Inversions in a permutation $Y$ are defined as pairs where $Y_a < Y_b$ but $a > b$, while fixed points in $Y$ are defined as elements where $Y_a = a$ (i.e., 1-cycles). Let $S_\alpha$ be the set of all permutations of length $n$ with exactly $j$ inversions and $k$ fixed points, for some $j \leq n$ and some possible $k \leq n$ (i.e., not all $k$ are possible for all $j$). Let $S_\beta$ be the set of all permutations of length $n$ with exactly $j-1$ inversions. Let $S_\delta$ be the subset of $S_\beta$ with fewer than $k$ fixed points. I conjecture the cardinality of $S_\delta$ is no greater than half the cardinality of $S_\beta$, for all $n > 1$, all $j$, and all possible $k$.
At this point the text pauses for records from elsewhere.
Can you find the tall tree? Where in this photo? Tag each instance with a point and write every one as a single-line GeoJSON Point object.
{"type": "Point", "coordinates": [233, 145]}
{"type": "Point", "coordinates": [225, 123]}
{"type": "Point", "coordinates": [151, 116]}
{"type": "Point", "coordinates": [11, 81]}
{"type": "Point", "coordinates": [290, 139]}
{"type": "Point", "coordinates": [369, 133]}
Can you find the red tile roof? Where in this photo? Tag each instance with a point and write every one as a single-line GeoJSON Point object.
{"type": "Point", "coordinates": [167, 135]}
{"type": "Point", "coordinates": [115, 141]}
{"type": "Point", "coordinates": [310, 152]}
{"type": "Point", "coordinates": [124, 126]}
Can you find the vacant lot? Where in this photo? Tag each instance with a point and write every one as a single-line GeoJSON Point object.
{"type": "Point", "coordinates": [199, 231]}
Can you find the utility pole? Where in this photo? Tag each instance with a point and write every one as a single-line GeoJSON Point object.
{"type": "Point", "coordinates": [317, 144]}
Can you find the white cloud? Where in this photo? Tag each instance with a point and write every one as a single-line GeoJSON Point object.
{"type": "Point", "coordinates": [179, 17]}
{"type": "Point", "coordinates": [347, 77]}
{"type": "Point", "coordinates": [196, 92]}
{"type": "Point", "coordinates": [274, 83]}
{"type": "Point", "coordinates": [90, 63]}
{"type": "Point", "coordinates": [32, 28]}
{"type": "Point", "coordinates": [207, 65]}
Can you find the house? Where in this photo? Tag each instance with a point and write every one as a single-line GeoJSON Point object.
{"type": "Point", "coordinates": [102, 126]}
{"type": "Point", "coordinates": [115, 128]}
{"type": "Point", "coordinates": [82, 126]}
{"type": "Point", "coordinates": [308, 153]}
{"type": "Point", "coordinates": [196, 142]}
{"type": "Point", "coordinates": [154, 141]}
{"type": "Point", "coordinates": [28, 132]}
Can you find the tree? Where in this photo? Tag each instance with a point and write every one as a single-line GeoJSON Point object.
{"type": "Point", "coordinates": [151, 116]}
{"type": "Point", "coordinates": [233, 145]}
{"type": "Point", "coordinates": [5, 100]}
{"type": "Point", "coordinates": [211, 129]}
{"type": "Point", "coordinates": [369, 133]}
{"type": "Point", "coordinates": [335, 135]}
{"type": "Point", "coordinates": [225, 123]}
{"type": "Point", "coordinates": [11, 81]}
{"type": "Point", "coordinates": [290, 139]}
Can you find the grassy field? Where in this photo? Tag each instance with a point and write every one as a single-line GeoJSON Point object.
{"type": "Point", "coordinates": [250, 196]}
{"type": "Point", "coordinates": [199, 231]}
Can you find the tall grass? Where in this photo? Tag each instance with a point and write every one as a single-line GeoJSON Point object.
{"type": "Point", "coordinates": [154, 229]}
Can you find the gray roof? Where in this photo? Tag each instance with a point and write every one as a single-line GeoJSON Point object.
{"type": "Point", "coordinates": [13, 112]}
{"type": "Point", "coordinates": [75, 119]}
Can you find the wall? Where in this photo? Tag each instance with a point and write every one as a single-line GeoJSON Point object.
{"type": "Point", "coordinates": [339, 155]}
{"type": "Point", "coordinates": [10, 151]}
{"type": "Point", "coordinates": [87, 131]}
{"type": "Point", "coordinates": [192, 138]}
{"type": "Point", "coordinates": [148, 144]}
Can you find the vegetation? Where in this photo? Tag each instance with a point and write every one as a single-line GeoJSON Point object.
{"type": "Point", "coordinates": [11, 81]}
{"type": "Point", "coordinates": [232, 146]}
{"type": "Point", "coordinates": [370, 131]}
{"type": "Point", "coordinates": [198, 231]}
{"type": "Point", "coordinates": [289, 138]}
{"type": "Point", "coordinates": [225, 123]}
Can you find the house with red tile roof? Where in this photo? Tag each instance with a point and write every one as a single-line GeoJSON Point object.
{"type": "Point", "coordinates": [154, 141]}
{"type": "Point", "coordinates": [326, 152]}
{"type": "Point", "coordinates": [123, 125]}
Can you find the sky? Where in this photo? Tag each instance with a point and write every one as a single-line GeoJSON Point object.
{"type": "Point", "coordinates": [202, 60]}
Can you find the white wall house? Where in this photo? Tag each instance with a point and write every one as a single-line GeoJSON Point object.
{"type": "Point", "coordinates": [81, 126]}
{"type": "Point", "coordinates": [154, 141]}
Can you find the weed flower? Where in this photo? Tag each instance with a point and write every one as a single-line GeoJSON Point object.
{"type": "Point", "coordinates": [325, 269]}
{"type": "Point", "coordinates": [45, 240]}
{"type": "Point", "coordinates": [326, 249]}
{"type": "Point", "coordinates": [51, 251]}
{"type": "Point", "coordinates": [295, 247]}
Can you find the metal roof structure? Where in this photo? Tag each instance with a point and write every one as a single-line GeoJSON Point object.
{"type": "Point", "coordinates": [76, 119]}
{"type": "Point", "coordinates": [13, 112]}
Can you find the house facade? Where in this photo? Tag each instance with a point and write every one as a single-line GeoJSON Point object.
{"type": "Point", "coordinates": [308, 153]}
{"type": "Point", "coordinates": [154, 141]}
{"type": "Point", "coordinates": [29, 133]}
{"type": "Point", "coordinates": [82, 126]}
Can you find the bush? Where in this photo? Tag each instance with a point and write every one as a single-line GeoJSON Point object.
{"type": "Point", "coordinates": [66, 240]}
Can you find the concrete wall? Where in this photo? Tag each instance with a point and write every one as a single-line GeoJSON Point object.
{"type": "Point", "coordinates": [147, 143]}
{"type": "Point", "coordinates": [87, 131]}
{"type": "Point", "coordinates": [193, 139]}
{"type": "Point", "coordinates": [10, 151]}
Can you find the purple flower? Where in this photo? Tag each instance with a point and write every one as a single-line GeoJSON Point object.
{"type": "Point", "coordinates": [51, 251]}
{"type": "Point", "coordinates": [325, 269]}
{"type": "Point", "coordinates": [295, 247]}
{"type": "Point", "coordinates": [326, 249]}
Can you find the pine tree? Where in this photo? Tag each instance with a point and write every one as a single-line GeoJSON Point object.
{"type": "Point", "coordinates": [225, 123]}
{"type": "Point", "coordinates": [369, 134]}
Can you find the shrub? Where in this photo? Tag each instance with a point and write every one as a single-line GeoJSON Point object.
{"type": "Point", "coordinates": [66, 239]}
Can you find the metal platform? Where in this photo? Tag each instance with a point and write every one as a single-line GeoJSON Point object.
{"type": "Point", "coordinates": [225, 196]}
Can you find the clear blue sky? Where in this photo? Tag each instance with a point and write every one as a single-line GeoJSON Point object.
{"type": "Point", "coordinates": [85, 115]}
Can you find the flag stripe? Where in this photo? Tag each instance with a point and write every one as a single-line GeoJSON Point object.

The significance of the conjecture is that, if true, it implies the expected number of fixed points strictly increases as the expected number of inversions decreases. That, in turn, implies the expected number of fixed points in a bivariate random sample $(X, Y)$, from a population distribution with correlation parameter $\rho$, is monotone increasing in $\rho$, for any distribution where expected Kendall's $\tau$ is increasing in $\rho$ (e.g., the bivariate normal).

Edit: The "implication" stated above is false. The conjecture is strictly combinatorial--it assumes all permutations occur with equal frequency--so it can have no direct implication under nonzero tau--where permutations nearer the uniform permutation (1, 2, ... , n) occur with greater frequency as tau becomes more positive.

I'm looking for a proof if one exists (a direct proof of either implication would do as well). I've searched the mathematical statistics literature with little luck--although Mallows models with the Kendall tau distance seem promising--but I'm not a combinatorialist. Otherwise, thoughts on how to proceed are appreciated.